— Остаток той ночи и следующие несколько дней прошли как в тумане, — продолжила она. — Я разговаривала с полицией, социальными работниками, психиатром. Все они спрашивали, что случилось. Слышала ли я что-нибудь? Видела ли что-нибудь? Где был мой отец? Мои родители ссорились? Я ничего не могла им сказать. Чувствовала себя оцепеневшей.
— Боже, Кэтрин. — Он наклонился и убрал волосы с ее лица, затем обхватил ее голову ладонями. — Тебе не обязательно продолжать.
— Мне нужно. Я никогда никому не рассказывала о той ночи — ни другим детям в приемных семьях, никому.

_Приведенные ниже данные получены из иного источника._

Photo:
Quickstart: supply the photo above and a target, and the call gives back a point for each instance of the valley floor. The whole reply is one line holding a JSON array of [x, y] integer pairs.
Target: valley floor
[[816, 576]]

Дилан не знал, хочет ли он быть ее доверенным лицом. Он боялся подойти ближе. Но она отчаянно нуждалась в том, чтобы сбросить с себя бремя, которое так долго несла. И ему придется его принять. Он многим ей обязан.
— Я слушаю.
— У отца было алиби — женщина, сказавшая, что у них с ним роман, и что он был в ее постели в ночь убийства мамы. Полиция, однако, не поверила ни ей, ни моему отцу. На нем висела история злоупотребления наркотиками, и он уже два или три раза сидел в тюрьме за нападение. Работал от случая к случаю, и каждый работодателей говорил, что у него взрывной характер. К тому же, примерно полгода назад в службу спасения поступил звонок от мамы, когда отец ударил ее по лицу. Она решила не выдвигать обвинений, так что в отношении него ничего не предприняли.
Кэтрин облизнула губы.
— Ты должен понимать, что все это люди рассказали мне позже. Мне было всего шесть лет. Я ничего не знала об их отношениях, а если бы и знала, то не могла этого вспомнить. Полиция и окружной прокурор сделали все возможное, чтобы заставить меня назвать убийцей моего отца, но я не могла вспомнить. Не была уверена.

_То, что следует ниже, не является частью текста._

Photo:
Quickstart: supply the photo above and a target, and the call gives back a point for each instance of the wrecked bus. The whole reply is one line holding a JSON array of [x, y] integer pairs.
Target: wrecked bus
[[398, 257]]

Слеза скатилась по ее щеке, и девушка стерла ее резким движением.
— Кэтрин, мне так жаль, — выдохнул Дилан, проводя большим пальцем по ее напряженной челюсти.
— Они сказали, что он ее избил и ударил кухонным ножом двадцать семь раз, — продолжила она холодным голосом, будто ужас трагедии больше не касался ее, но Дилан знал, что она возвращалась к ней каждую ночь. — Полиция сказала, что насилие было невыразимым, и, возможно, именно поэтому я не могла говорить об этом. В конце концов, улик, чтобы посадить отца в тюрьму, оказалось недостаточно, — ни орудия убийства, ни ДНК, ничего, — так что он вышел сухим из воды. Пока велось следствие, меня отдали в приемную семью, и после того, как обвинения были сняты, я подумала, что он может прийти и забрать меня, но он этого не сделал. Больше я его никогда не видела. Однажды я спросила социального работника, и она сказала, что его след потерян, и что по прошествии достаточного времени, если он не появится и они все еще не смогут его найти, его лишат родительских прав, чтобы меня можно было удочерить. Конечно, никто не хотел удочерять травмированную маленькую девочку, чей отец — вероятный убийца, так что вопрос был спорный.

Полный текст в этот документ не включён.